Dari  situ, titik perjuangannya di mulai kembali, dengan yakin Onggy keluar  dari pekerjaannya untuk bisa serius mengelola bisnisnya.
Karena dia tau, tidak ada bisnis yang bisa sukses dengan cepat jika dikerjakan secara sambilan.
Impian, Perjuangan, Cinta, Keluarga dan Persahabatan
Ah, terlalu  banyak kisah yang harus saya tulis jika harus mereview semuanya, benar  kata sang sutradara, film ini sarat kisah yang harus bisa dirangkai  menjadi 2 jam saja dengan memastikan pesannya sampai ke penonton.
Impian, pejuangan, cinta, keluarga dan persahabatan adalah 5 kata yang menggambarkan keseluruhan film ini.

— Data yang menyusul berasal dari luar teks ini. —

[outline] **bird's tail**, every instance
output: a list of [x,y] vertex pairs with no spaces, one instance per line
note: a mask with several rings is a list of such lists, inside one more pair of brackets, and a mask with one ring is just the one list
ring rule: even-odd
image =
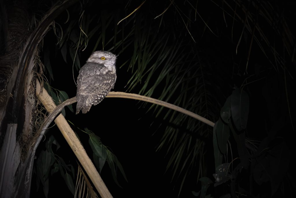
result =
[[91,106],[90,105],[87,105],[86,100],[87,96],[86,96],[77,94],[76,95],[76,100],[77,100],[77,105],[76,106],[76,114],[77,114],[81,110],[82,113],[86,113],[89,110]]

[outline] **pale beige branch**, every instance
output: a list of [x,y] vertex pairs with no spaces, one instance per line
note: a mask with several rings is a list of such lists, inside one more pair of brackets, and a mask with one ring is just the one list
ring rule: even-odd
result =
[[[39,99],[49,112],[56,107],[52,99],[46,90],[41,88],[37,81],[36,94]],[[80,163],[87,173],[96,189],[102,198],[112,197],[99,173],[86,154],[83,146],[71,129],[64,116],[60,114],[54,120],[63,136],[73,151]]]

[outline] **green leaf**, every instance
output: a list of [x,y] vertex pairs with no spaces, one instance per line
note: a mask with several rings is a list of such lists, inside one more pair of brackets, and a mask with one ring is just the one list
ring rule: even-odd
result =
[[57,163],[54,163],[53,165],[53,167],[52,169],[51,174],[52,175],[54,174],[59,171],[59,166]]
[[66,184],[68,186],[68,188],[70,190],[70,191],[74,195],[75,192],[75,188],[74,187],[74,183],[73,183],[73,180],[72,177],[70,175],[70,174],[67,172],[66,172],[65,174],[64,178],[66,182]]
[[210,185],[213,183],[213,182],[209,178],[206,177],[200,178],[198,180],[202,182],[202,189],[200,190],[200,198],[205,197],[207,191]]
[[221,108],[220,112],[220,115],[222,120],[224,122],[228,124],[228,120],[231,115],[231,110],[230,108],[230,99],[231,96],[227,98],[224,105]]
[[219,121],[217,121],[214,126],[213,130],[213,146],[214,147],[214,156],[215,159],[215,167],[217,167],[222,163],[223,155],[219,149],[218,140],[216,132],[217,125]]
[[200,191],[198,192],[195,192],[195,191],[191,191],[192,194],[195,197],[198,197],[200,195]]
[[45,68],[48,71],[50,78],[54,80],[54,76],[52,74],[52,66],[50,64],[50,59],[49,58],[49,52],[48,48],[47,47],[44,50],[44,65]]
[[48,178],[45,180],[43,185],[43,192],[44,192],[44,194],[45,196],[45,197],[47,198],[48,196],[48,190],[49,187],[49,182]]
[[103,157],[103,151],[102,150],[102,144],[101,142],[100,138],[91,132],[89,135],[89,143],[93,151],[96,155],[100,158]]
[[47,150],[42,150],[41,152],[42,161],[42,176],[45,178],[48,177],[49,169],[51,165],[54,162],[54,158],[51,153]]
[[62,56],[63,57],[64,61],[66,63],[67,62],[67,45],[66,44],[64,44],[63,47],[61,49],[61,53],[62,53]]
[[231,119],[229,120],[229,126],[232,132],[234,140],[237,143],[239,155],[241,161],[242,163],[243,166],[246,168],[249,164],[248,160],[250,155],[246,147],[245,142],[246,139],[245,133],[244,132],[239,135],[236,132],[233,125],[232,121]]
[[226,153],[227,143],[229,136],[229,126],[222,122],[219,118],[217,123],[216,134],[218,141],[218,145],[221,153],[223,155]]
[[249,96],[244,91],[240,91],[238,89],[232,92],[231,96],[231,116],[237,129],[241,131],[247,127],[249,115]]

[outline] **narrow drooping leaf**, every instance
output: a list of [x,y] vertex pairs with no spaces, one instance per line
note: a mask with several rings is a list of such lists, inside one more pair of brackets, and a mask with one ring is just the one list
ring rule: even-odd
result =
[[247,94],[237,89],[232,92],[230,100],[231,116],[236,128],[239,131],[247,127],[249,115],[249,101]]

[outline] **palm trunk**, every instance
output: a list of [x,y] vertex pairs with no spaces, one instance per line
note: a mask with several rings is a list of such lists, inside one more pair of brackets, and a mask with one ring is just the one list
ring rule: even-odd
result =
[[56,4],[36,27],[28,28],[33,19],[26,12],[26,2],[1,2],[5,47],[0,51],[0,197],[30,197],[36,151],[32,148],[37,148],[38,135],[33,74],[38,45],[54,18],[76,1]]

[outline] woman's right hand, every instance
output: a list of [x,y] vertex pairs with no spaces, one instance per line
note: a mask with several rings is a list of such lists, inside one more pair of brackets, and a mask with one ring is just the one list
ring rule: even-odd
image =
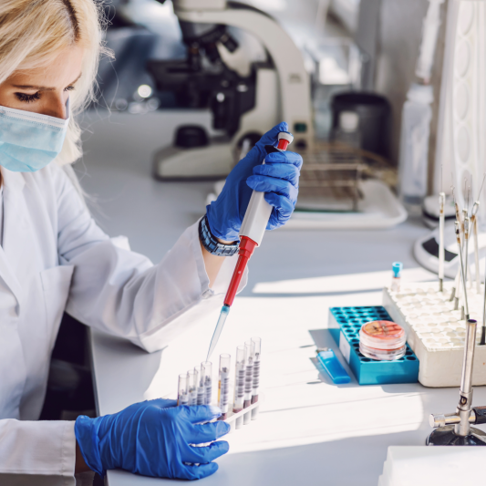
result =
[[[218,470],[212,460],[225,454],[230,431],[217,407],[176,407],[173,400],[135,403],[113,415],[78,417],[75,434],[87,465],[103,476],[123,469],[156,478],[199,480]],[[191,444],[212,442],[206,447]]]

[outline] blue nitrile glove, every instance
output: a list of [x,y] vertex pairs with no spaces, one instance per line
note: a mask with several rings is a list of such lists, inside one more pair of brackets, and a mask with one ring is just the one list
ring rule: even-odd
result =
[[175,407],[176,403],[160,398],[98,419],[78,417],[74,430],[87,465],[102,476],[113,469],[183,480],[216,472],[218,465],[212,460],[228,451],[228,442],[219,440],[207,447],[190,444],[216,440],[230,431],[230,425],[204,423],[220,417],[217,407]]
[[[265,145],[275,146],[279,132],[287,130],[287,124],[283,122],[267,131],[231,171],[218,199],[206,206],[211,233],[216,238],[229,242],[239,239],[253,189],[266,192],[265,201],[274,206],[267,230],[289,220],[297,202],[302,157],[289,151],[267,155],[264,149]],[[264,159],[265,165],[262,165]]]

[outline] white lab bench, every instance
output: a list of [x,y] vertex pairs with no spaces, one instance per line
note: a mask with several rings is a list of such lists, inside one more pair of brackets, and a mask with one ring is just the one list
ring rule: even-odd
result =
[[[154,261],[202,213],[211,187],[150,179],[150,155],[161,143],[156,130],[164,119],[157,119],[159,125],[150,117],[136,120],[147,129],[140,142],[143,151],[119,147],[124,137],[130,140],[131,119],[95,122],[85,158],[90,177],[83,181],[88,192],[100,194],[98,205],[105,214],[100,218],[105,229],[113,236],[127,234],[134,250]],[[136,153],[140,160],[135,166],[123,161]],[[237,296],[214,353],[233,355],[237,345],[260,336],[264,402],[257,420],[227,436],[230,451],[218,460],[218,472],[202,480],[204,485],[377,486],[388,446],[423,444],[431,431],[429,414],[455,409],[457,388],[360,387],[354,378],[335,386],[319,373],[315,358],[315,345],[337,349],[326,330],[328,307],[380,305],[380,289],[388,283],[392,261],[403,262],[404,280],[431,278],[411,254],[413,242],[426,232],[412,221],[387,231],[276,231],[265,235],[250,263],[248,287]],[[205,358],[216,317],[202,319],[191,335],[153,354],[92,331],[98,412],[174,397],[178,375]],[[474,403],[486,405],[485,388],[475,388]],[[118,470],[109,471],[108,482],[180,484]]]

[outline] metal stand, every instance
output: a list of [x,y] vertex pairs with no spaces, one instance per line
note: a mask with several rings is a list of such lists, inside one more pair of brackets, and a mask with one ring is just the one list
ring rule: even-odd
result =
[[467,436],[457,435],[454,425],[436,429],[425,441],[428,446],[486,446],[486,433],[474,427]]
[[430,416],[430,426],[436,430],[427,438],[428,446],[486,446],[486,433],[470,427],[470,424],[486,423],[486,407],[471,408],[476,326],[474,319],[466,323],[464,364],[456,412]]

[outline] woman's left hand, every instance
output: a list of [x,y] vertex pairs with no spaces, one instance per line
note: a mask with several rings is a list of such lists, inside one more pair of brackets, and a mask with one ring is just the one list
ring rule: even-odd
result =
[[[287,131],[280,123],[265,133],[242,159],[226,179],[218,199],[206,206],[211,232],[216,238],[234,242],[253,190],[265,192],[274,206],[267,230],[274,230],[290,219],[299,191],[302,157],[290,151],[266,153],[265,145],[276,145],[278,134]],[[265,160],[264,164],[262,164]]]

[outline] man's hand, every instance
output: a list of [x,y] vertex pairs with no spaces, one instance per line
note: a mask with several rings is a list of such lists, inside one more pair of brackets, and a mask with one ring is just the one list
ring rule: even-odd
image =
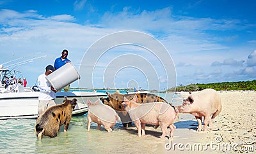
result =
[[53,88],[52,86],[51,86],[51,90],[52,90],[55,93],[56,93],[58,92],[58,90],[54,89],[54,88]]

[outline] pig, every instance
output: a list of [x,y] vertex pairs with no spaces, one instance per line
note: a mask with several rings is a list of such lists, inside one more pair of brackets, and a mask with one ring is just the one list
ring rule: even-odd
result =
[[198,122],[198,129],[202,130],[202,118],[204,116],[204,131],[212,125],[214,118],[221,111],[221,101],[218,92],[211,88],[205,89],[198,94],[192,94],[184,100],[182,105],[177,106],[179,113],[191,113],[195,115]]
[[145,129],[147,123],[160,125],[162,130],[161,138],[164,138],[167,135],[167,128],[169,127],[171,129],[170,137],[172,137],[175,129],[173,123],[177,115],[174,108],[163,102],[139,104],[136,102],[138,101],[136,99],[138,99],[136,96],[131,101],[125,97],[125,101],[122,104],[137,127],[138,136],[139,137],[145,136]]
[[64,124],[64,132],[67,132],[72,117],[72,112],[77,104],[77,99],[72,101],[65,98],[61,104],[47,109],[36,120],[35,133],[41,139],[44,136],[52,137],[57,136],[60,127]]
[[[132,100],[135,95],[137,96],[138,103],[148,103],[152,102],[164,102],[166,104],[168,102],[164,100],[163,98],[150,93],[136,93],[130,94],[121,94],[118,91],[116,91],[114,94],[109,94],[107,92],[108,97],[107,98],[100,98],[100,101],[106,105],[111,106],[113,109],[116,111],[119,116],[121,118],[121,121],[122,122],[124,129],[126,129],[128,127],[128,124],[130,123],[131,119],[125,111],[124,106],[122,103],[124,102],[124,98],[125,97],[126,99],[129,100]],[[172,105],[171,104],[170,104]],[[156,129],[158,126],[156,126]]]
[[87,131],[90,131],[92,122],[98,124],[98,130],[100,130],[102,125],[108,132],[112,132],[112,127],[116,123],[118,119],[117,113],[110,106],[99,104],[99,100],[92,103],[90,99],[87,101],[89,111],[87,115]]
[[159,95],[155,95],[154,94],[150,93],[136,93],[130,94],[120,94],[118,91],[116,91],[114,94],[109,94],[106,92],[108,94],[107,98],[100,98],[100,101],[106,105],[111,106],[116,111],[125,111],[122,103],[124,102],[124,97],[129,100],[132,100],[135,95],[138,98],[138,103],[147,103],[152,102],[164,102],[167,104],[168,102],[161,97]]

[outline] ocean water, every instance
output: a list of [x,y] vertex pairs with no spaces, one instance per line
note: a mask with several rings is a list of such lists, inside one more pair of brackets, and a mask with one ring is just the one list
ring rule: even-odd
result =
[[[172,94],[157,94],[174,105],[182,98]],[[160,128],[147,130],[146,136],[139,137],[135,127],[124,130],[119,122],[113,132],[108,133],[102,127],[97,130],[92,123],[87,132],[86,115],[72,118],[68,131],[62,126],[58,136],[40,140],[35,134],[35,119],[0,120],[1,153],[164,153],[166,141],[159,138]],[[170,130],[169,130],[170,131]]]

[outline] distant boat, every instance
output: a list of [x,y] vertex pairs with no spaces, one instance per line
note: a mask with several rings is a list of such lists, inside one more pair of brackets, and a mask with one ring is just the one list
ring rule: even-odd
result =
[[[4,69],[0,65],[0,120],[11,118],[36,118],[38,105],[39,92],[36,87],[24,87],[20,83],[9,83],[6,87],[4,79],[6,77],[17,76],[19,71],[10,71]],[[23,76],[21,77],[23,78]],[[72,115],[83,115],[86,113],[88,108],[85,103],[89,98],[92,101],[96,101],[99,97],[107,96],[106,94],[96,92],[70,92],[56,93],[55,102],[56,104],[61,104],[64,96],[68,99],[76,98],[77,104],[72,112]]]

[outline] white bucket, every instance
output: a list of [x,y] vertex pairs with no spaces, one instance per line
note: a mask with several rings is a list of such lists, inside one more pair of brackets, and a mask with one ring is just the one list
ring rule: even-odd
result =
[[53,88],[58,90],[80,79],[80,75],[73,64],[68,62],[47,76],[46,79]]

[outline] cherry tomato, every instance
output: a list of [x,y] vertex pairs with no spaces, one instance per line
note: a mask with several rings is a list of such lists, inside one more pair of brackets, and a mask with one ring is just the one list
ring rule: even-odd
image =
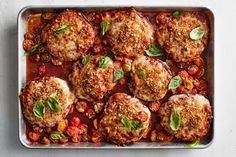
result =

Ada  kekuatan impian untuk bisa merubah nasib keluarganya, dari himpitan  ekonomi dan segala keterbatasan dari seorang Onggy kecil yang terus  digenggam hingga dia dewasa.
Ada kisah inspiratif dari  perjuangan Onggy yang jatuh bangun di tipu, ditinggalkan, bangkrut,  melihat istri dan anaknya harus hidup susah demi menyertainya meraih  impian.
Tantangan demi tantangan yang dilaluinya hingga hampir  membuatnya menyerah ketika berada di titik terendah merasa lelah dengan  semua kegagalan.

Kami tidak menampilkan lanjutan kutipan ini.